As a religion, I felt it would make weddings interestin­g.

Those who danced while the sun emerged over the ancient rocks were a strange mix of the mystic and mundane. A gent from Yorkshire said: “Piggin’ oil light came on at Oxford. These Taiwanese wands are useless.”

Devotees know that a large, ancient site such as Stonehenge, which charged £15 for parking this solstice, is not needed to see-in this crucial period in the calendar. Any ring of stones will do. It is the same for Blood Moons. With the clock ticking to eclipse time, I simply placed a circle of pebbles on the carpet and danced naked around them while offering a dead goat to Roman deity Mithras. The HR department at my company want to speak to me urgently, and not just because joss sticks set off the sprinkler alarm.

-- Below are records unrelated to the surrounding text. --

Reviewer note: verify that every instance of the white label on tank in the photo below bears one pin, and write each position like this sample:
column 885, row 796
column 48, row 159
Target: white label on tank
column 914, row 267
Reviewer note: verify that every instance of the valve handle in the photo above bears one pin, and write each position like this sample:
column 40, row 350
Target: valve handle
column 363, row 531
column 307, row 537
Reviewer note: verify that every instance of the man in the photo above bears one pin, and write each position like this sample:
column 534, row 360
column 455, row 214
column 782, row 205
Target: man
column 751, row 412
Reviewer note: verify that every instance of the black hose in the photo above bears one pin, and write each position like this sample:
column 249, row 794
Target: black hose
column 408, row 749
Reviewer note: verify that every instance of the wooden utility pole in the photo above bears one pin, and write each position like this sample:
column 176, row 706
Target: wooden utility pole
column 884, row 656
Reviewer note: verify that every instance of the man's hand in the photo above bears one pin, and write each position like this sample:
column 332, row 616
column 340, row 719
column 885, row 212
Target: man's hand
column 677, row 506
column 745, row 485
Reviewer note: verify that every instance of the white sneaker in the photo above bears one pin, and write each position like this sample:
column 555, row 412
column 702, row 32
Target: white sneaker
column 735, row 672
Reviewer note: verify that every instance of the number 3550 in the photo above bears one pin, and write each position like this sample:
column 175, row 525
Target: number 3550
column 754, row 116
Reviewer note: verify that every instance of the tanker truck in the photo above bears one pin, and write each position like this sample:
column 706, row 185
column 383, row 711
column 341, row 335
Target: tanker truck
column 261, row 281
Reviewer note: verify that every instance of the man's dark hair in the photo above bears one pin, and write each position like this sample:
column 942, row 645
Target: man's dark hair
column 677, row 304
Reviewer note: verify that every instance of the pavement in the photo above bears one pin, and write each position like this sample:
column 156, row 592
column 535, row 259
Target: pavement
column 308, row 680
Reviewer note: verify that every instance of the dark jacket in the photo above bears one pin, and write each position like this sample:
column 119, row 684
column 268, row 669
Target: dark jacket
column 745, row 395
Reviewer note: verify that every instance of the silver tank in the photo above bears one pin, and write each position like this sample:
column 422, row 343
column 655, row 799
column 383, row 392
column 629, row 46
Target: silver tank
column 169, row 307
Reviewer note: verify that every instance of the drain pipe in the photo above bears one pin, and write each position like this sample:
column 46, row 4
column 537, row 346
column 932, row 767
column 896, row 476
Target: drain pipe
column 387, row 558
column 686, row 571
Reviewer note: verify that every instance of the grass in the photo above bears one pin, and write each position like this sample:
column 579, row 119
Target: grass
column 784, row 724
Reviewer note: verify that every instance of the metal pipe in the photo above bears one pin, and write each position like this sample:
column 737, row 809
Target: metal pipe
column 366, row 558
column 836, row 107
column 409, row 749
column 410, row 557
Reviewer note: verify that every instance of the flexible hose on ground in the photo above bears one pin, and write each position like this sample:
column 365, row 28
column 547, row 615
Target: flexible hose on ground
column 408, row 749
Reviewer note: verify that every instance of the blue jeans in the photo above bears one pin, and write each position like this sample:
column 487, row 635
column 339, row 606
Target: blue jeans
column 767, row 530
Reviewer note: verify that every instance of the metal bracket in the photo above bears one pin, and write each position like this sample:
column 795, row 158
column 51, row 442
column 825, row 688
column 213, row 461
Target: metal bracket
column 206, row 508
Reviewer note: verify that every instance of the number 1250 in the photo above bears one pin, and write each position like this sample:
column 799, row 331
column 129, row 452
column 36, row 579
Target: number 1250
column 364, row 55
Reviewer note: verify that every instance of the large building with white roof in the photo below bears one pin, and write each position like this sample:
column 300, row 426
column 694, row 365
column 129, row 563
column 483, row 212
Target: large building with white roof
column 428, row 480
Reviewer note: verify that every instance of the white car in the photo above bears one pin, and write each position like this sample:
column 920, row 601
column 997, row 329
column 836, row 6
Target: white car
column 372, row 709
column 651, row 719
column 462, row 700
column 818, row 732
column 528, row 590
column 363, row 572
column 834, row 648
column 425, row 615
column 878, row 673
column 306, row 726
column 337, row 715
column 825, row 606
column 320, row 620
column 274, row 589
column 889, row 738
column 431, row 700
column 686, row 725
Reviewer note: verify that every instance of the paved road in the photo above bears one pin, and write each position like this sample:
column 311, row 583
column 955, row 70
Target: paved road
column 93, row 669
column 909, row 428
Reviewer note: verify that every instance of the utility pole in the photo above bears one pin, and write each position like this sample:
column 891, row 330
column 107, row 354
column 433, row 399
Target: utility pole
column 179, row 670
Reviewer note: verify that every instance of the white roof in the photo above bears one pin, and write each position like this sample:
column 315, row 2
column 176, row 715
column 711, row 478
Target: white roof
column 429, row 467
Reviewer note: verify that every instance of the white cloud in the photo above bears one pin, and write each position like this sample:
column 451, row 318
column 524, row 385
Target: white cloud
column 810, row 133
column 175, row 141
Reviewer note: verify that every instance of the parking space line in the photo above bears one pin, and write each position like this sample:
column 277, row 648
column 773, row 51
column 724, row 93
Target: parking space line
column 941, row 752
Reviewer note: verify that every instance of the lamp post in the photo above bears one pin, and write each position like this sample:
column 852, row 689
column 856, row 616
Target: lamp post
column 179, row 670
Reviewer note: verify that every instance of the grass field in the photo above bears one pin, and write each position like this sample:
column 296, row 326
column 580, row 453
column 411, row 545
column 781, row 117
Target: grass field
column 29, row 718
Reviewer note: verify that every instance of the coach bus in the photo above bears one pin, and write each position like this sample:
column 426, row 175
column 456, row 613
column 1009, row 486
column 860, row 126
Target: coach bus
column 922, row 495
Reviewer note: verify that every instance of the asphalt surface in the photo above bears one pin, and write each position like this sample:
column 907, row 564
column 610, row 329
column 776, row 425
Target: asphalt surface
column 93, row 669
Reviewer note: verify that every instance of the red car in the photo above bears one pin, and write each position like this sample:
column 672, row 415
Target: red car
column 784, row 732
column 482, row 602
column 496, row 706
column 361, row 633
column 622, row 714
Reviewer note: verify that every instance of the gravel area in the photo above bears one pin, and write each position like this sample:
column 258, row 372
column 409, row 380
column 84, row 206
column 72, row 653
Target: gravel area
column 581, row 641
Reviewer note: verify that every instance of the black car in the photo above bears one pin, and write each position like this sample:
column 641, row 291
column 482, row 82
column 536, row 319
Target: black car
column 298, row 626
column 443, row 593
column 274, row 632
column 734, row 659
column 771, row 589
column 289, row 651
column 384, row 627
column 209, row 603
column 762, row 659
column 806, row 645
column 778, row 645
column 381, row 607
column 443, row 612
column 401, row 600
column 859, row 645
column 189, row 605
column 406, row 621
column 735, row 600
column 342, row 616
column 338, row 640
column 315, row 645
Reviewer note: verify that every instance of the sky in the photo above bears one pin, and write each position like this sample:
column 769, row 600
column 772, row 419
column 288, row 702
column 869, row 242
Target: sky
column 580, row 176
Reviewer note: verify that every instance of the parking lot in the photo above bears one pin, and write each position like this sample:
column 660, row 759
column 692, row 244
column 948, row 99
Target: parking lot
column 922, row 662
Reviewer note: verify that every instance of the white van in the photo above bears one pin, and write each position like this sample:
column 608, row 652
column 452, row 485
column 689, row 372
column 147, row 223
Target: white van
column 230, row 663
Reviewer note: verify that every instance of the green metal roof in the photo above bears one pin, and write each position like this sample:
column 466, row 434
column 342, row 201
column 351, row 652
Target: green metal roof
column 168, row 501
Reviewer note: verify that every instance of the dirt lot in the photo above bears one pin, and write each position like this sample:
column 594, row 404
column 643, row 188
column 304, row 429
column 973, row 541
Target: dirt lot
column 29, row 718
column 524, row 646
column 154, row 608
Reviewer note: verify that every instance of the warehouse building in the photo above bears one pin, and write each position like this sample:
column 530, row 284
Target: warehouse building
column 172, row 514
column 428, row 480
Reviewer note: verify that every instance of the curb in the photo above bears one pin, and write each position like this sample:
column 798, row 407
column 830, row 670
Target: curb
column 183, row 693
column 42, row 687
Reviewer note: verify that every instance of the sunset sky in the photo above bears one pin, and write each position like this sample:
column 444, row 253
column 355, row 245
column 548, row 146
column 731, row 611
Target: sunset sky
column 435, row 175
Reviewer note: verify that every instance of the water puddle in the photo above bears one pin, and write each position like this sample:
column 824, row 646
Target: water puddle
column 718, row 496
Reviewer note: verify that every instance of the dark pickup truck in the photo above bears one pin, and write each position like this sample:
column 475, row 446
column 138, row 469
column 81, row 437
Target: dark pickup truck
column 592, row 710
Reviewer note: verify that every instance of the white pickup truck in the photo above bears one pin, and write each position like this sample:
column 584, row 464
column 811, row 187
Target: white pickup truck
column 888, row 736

They want to know what I did with the goat. It’s safe, it’s in my desk.

I’m indebted to our sister newspaper the Birmingham Mail for explaining what the summer solstice actually is: “It is the transition points between the seasons. It occurs when the Earth is at maximum tilt towards the sun.”

This gives us the longest period of sunlight, not the longest day, as the media insists on incorrectl­y reporting. They didn’t bung a couple of extra hours onto June 21.

I’m just as indebted to the Metro newspaper for providing an 11-point guide on what to do at the solstice, provided by “friendly Druid” the Bard of Ely, aka Steve Andrews, a man who has a green beard.

Tip five states: “St John’s Wort is nature’s answer to Prozac, but make sure you take expert advice beforehand to avoid overdosage.”

According to Wikipedia, St John’s Wort can cause dizziness, nausea and diarrhoea. Perhaps the latter is why Druids prefer gowns to trousers.